L'intervention se déroule au bloc opératoire sous anesthésie locorégionale. Il existe différentes possibilités techniques qui dépendent du siège, de l'importance des déformations, ainsi que du terrain. La cicatrisation est lente et peut prendre jusqu'à six semaines.

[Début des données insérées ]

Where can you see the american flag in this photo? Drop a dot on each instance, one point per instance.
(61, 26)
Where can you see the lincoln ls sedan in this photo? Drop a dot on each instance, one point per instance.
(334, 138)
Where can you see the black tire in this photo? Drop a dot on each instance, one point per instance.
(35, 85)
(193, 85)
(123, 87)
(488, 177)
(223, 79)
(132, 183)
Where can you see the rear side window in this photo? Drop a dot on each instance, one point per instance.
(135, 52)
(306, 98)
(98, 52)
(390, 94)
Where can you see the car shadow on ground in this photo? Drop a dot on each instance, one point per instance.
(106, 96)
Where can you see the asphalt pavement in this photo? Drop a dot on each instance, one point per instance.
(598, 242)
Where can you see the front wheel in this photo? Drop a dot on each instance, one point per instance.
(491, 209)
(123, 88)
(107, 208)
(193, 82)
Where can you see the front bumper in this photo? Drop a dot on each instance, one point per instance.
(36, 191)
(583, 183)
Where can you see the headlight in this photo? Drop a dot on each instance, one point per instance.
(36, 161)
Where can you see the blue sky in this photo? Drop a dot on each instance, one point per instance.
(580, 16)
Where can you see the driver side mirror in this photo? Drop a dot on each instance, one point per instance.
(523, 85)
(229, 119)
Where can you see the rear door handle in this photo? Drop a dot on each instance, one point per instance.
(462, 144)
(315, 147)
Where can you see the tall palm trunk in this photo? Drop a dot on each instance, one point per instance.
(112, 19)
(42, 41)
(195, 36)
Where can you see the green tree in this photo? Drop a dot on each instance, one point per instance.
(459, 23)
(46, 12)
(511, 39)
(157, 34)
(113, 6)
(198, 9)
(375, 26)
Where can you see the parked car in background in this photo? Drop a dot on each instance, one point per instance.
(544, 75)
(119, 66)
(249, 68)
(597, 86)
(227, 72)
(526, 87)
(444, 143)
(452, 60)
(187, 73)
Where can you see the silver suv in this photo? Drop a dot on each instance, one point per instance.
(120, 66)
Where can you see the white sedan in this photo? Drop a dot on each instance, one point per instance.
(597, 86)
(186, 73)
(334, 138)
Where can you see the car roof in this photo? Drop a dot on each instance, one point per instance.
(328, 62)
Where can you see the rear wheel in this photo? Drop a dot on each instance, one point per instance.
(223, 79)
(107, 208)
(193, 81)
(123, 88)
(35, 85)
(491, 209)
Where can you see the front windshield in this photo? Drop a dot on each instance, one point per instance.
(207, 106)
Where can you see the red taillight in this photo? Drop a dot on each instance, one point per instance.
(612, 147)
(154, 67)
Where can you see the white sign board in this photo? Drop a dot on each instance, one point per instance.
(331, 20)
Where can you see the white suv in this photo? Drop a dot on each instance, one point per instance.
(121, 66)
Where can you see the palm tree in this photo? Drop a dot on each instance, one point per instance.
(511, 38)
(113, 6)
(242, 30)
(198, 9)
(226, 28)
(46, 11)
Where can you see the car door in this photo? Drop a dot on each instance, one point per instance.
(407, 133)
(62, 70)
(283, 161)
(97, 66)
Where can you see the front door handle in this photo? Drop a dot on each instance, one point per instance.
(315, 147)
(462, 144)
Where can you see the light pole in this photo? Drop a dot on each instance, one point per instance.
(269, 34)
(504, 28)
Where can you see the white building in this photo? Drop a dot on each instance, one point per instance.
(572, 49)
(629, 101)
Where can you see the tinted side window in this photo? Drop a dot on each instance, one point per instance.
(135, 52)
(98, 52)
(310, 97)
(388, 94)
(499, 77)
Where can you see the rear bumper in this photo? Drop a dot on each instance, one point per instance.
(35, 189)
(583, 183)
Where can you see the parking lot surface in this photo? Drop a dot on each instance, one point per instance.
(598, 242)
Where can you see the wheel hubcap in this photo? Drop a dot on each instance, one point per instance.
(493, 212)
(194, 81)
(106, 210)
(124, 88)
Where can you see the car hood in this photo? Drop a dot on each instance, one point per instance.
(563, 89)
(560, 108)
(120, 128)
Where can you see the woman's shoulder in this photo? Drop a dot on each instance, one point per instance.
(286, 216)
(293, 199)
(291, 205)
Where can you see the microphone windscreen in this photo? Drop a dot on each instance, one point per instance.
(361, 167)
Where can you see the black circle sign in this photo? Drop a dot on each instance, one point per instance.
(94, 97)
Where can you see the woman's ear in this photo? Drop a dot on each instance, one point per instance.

Dans tous les cas, l'intervention chirurgicale est suivie d'une immobilisation de la main, puis d'une rééducation sérieuse (quatre fois par semaine pendant au minimum un mois) avec appareillage qui est une étape essentielle pour la réussite du geste (1).
Dans la littérature, les résultats vont de 90 % d'excellents résultats aux stades I et II à 60 % pour le stade IV. Il existe différentes complications qui peuvent être précoces ou tardives. Selon Hoet, les syndromes algodystrophiques représentent 1,8 %, les sections nerveuses 5,2 %, les nécroses profondes 2,1 % et les sections artérielles 1,8 % des cas (5).
Bibliographie
(1) Alnot J-Y, Tubiana R. Maladie de Dupuytren. « Encyclopédie médico-chirurgicale », 1998, 14-068-A-1.
(2) Lermusiaux J-L, Badois F, Lellouche H. Maladie de Dupuytren. « Rev Rhum », 2001 ; 68 : 542-754.
(3) Bléton R. Place de l'aponévrotomie à l'aiguille dans le traitement de la maladie de Dupuytren. Entretiens de Bichat, 1995, orthopédie. Paris : Expansion scientifique française ; 122-126.
(4) Delezenne A. Le traitement de la maladie de Dupuytren par aponévrotomie à l'aiguille : l'expérience Lilloise à partir de 118 cas traités (thèse). Lille : faculté de Lille-II ; 1998.
(5) Hoet F, Boxho J, Evrard H, Guillaume C, Jacquemin D et coll. Maladie de Dupuytren. Revue de 326 patients opérés. « Ann Chir Main »,1998 ; 7 : 251-255.
Points forts
- La maladie de Dupuytren est une fibrose rétractile de l'aponévrose palmaire entraînant une flexion irréductible et progressive des doigts.
- L'aponévrotomie percutanée à l'aiguille est la seule alternative thérapeutique à la chirurgie.
- Les résultats à court et à long terme de l'aponévrotomie percutanée sont identiques au traitement chirurgical, mais les complications sont moindres.
- L'aponévrotomie doit être réalisée par des praticiens expérimentés.
- L'aponévrotomie percutanée est indiquée sur les formes palmaires pures, palmo-digitales ou digitales pures.
- Le test de la table permet d'évaluer la perte d'extension liée à la maladie de Dupuytren. L'aponévrotomie est indiquée quand ce test est positif.